Sunday, October 9, 2016

Ah, Maine!!


Thursday, October 8, 2016

As we left the hotel, we had a plan—to take the coastal route as we moved north in Maine.  Before we were five minutes from the hotel, I discovered a yarn shop—a quaint, cedar-shake cottage housing a wonderful array of yarns and needles, a sweet pooch, and a welcoming proprietor.  We were delayed about 30 minutes while I had a good chat with the owner and found some yarn and needles that I had to have.  Keep in mind—I had my knitting bag in the car with two projects already started and two new balls of yarn!
The Yarn Sellar - York ME

The coastal road (Rt. 103) along York Harbor was such a wonderful find!  What a happy place to spend several hours enjoying the exquisite views.  This town is so generous with public access to the sea.  A low rocky wall lines the edge of the beach, separating it from the sidewalk and roadway.  Tide was in and the surf slapped up against those rocks. 


 








This went on for at least a mile and ended in a small commercial area that included public parking and clean, well-maintained public restrooms, right along the beach.  We spotted the Goldenrod Kisses restaurant and headed in that direction for a late lunch, curious about its name.  Turns out, it was started in 1896 as a place that sold homemade pulled taffy kisses, thus its name.  Candy cases full of many different flavors of taffy and other sweet delicacies, met us as we walked in and worked our way to the rustic dining area.

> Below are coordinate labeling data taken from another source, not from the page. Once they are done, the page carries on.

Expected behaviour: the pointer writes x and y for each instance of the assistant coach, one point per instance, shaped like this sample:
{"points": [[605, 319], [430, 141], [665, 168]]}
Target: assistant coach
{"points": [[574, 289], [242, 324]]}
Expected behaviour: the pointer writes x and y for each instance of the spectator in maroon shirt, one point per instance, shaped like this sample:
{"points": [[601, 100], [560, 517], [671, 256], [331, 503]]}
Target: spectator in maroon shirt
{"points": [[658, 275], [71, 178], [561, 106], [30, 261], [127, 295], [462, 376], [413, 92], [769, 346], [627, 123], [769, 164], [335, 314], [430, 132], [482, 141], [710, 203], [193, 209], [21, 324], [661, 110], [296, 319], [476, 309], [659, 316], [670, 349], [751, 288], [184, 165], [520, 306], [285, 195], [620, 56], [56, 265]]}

Our next stop took us through a neighborhood with beautiful homes overlooking the ocean that led us to the Nubble Lighthouse, which seemed to be saying, “take my picture.”  We sat in awe on a rocky cliff in the sunshine and soft breeze, listening to the waves crashing and watching the ocean spray bounce off the rocks, and the lighthouse standing guard over it all.  What a day!

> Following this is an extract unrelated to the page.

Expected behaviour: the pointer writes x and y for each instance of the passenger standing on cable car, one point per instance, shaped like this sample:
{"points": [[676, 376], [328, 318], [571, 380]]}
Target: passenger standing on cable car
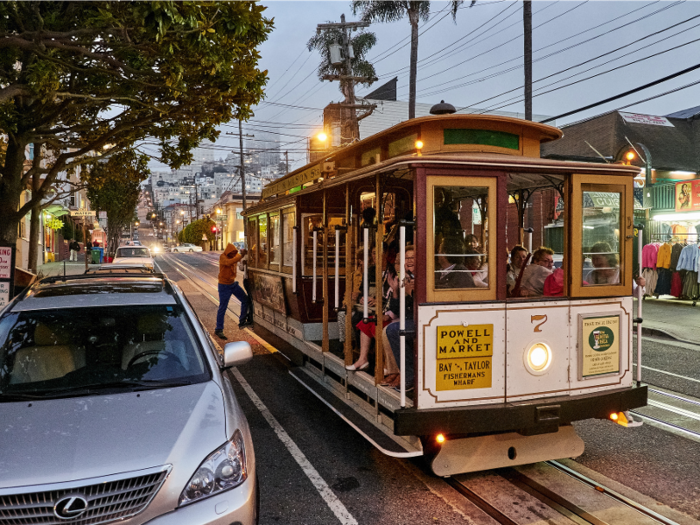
{"points": [[228, 286]]}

As we left this charming place and continued our journey north along the coast, we encountered trendier towns, more pristine places.  We tried to get glimpses of the water but discovered barriers—closely planted trees or hedges or walls or fences.  We happened upon what looked like the possibility for another adventure along the water, only to discover that the fee to park was $12!  We kept going and found a parking area with a beautiful view—“Permit Parking Only.”  At that point, we decided to move away from the seaside and head toward the Maine woods, saddened with the thought that some people could own and monopolize the coast, but, also keeping in mind we might feel differently if it was our seaside.

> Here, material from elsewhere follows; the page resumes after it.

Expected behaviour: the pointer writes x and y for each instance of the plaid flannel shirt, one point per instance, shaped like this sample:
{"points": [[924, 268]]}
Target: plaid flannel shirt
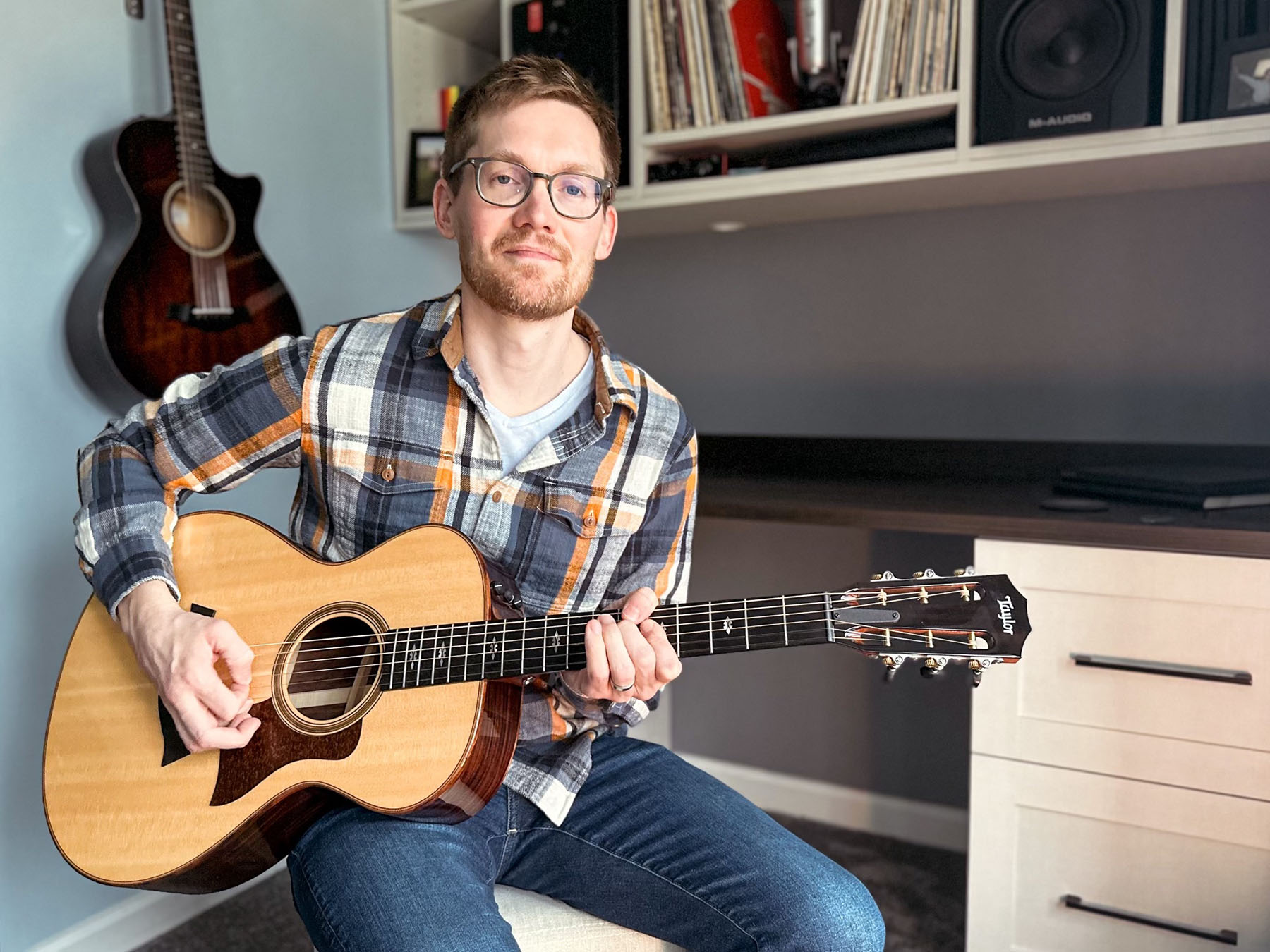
{"points": [[387, 423]]}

On our way north, L.L. Bean beckoned.  We were there 29 years ago in the middle of the night after we arrived by ferry in Bar Harbor from Nova Scotia and had no reservations--couldn't find a campsite or hotel room, so we drove until we found L.L. Bean, a haven in the night.  People were shopping; sales people were helping.  Things have changed here over the years.  It now looks like a college campus with a courtyard between its stores.  The first store we entered contained furniture, décor, kitchen items, etc.  We walked across "campus" to the fishing, outdoor, and clothing store.  A beautiful, welcome setting; however, even the items on sale were very pricey.  I looked at a $64.95 shirt on the sale rack, and it was marked down to $59.95.

We are spending the night in Augusta, Maine’s capital, and will have a two-hour drive to our destination in the woods tomorrow.